我々はここではただのご馳走なのだ。数が多く、そして弱い、ご馳走。
扉の言葉を思い出す。
『弱き者は生き残れない。強き者も生き残れない。
群れる者よ、群れる強さに溺れるなかれ。その数は時として、見る者の食指を動かす』
我々は食指を動かすに足る数で群れていたのだ。だから狙われた。
この場所では強さが全てであり、強さなど何の役にも立たない。
なぜなら魔物も我々も、ただ狙われ、ただ殺され、ただ殺し、ただ食らい、ただ食らわれ、ただ狙う関係でしかない。強かろうが弱かろうが、皆一様に捕食者であり、獲物でもある。
実際、俺より強いはずの副官は既に死んだ。何十、何百と部下も死んだ。
生き残る術。それを俺は考える。
よく考えれば、本来群れで行動するレッドキャップが、単独で襲いかかってきたのもおかしい。
やはり群れれば群れるほど襲われ続けるという、それは証明なのではないだろうか。
まずは、群れないことを優先しよう。
部隊の者が呆然とその地獄絵図に見入っている内に、俺は部隊を離れた。こんな所にいつまでもとどまっていればたちまち俺も食われてしまう。
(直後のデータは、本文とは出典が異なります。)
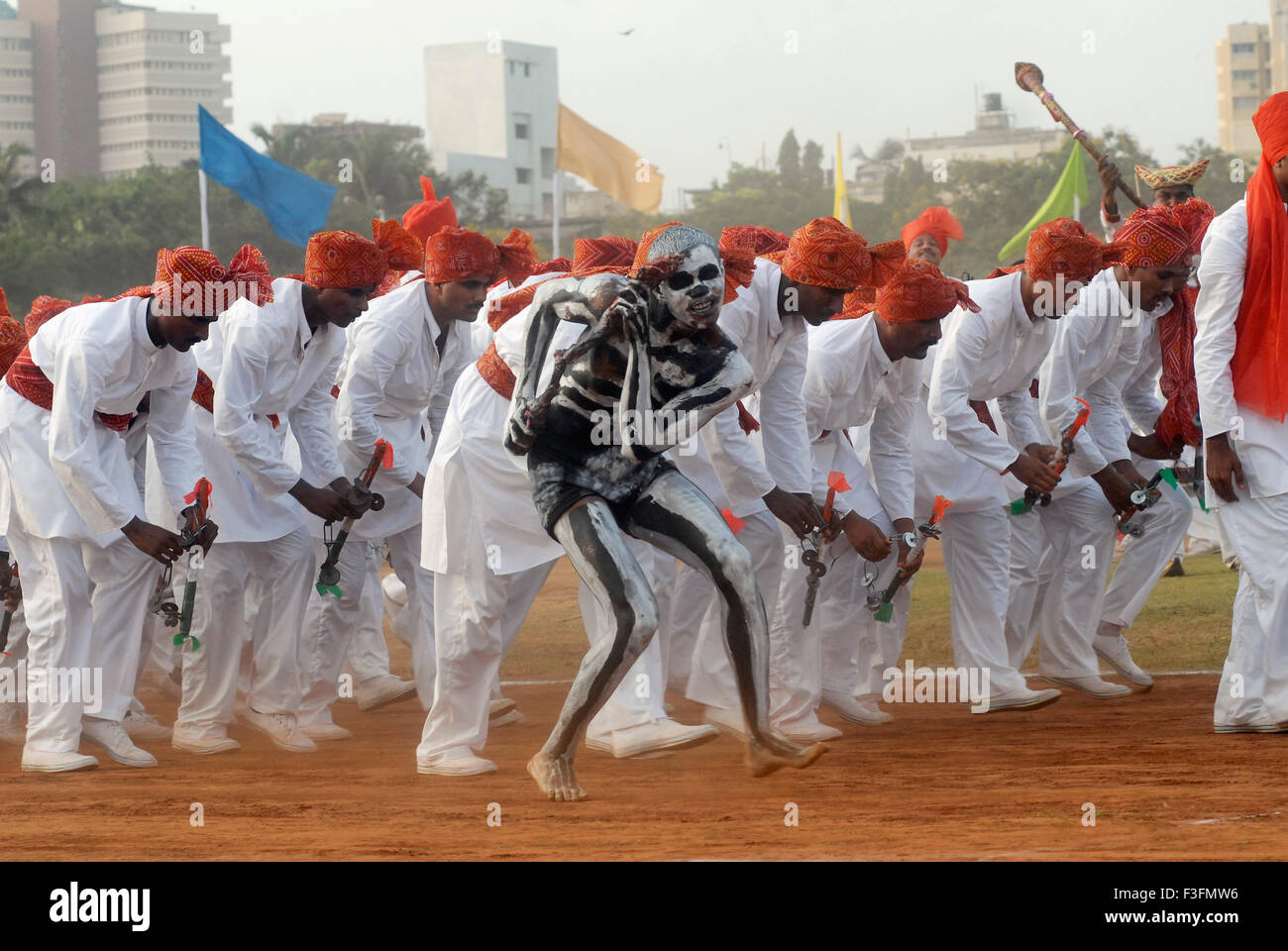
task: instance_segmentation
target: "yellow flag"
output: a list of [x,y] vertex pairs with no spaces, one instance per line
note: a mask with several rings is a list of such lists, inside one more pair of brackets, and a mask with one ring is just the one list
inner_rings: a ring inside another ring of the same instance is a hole
[[559,103],[558,165],[636,211],[657,214],[662,204],[662,173],[657,166],[563,103]]
[[832,202],[832,218],[846,228],[850,227],[850,196],[845,193],[845,164],[841,157],[841,133],[836,134],[836,200]]

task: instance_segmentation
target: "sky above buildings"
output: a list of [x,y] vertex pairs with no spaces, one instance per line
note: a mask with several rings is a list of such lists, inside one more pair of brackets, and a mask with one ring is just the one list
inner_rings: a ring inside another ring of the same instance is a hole
[[[677,189],[779,139],[832,161],[885,138],[961,134],[999,91],[1016,125],[1051,119],[1014,79],[1034,62],[1088,130],[1131,130],[1170,162],[1217,140],[1215,44],[1266,0],[148,0],[232,30],[233,130],[318,112],[425,126],[422,49],[504,40],[559,49],[559,95]],[[631,31],[629,35],[622,35]],[[846,166],[853,162],[846,160]]]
通路を曲がると、またヒュドラがいた。ヒュドラは先程も相手をしている。あの程度なら俺1人でもなんとでもできる。
俺はまだこちらに気付いていないヒュドラに襲いかかり、ハルバートを振り降ろした。
ザンッ!
と音が響き、
ヒュドラの首に浅く傷がついた。
「は?」
俺が最期に見たのは、無数の蛇の頭がこちらに迫ってくる光景だった。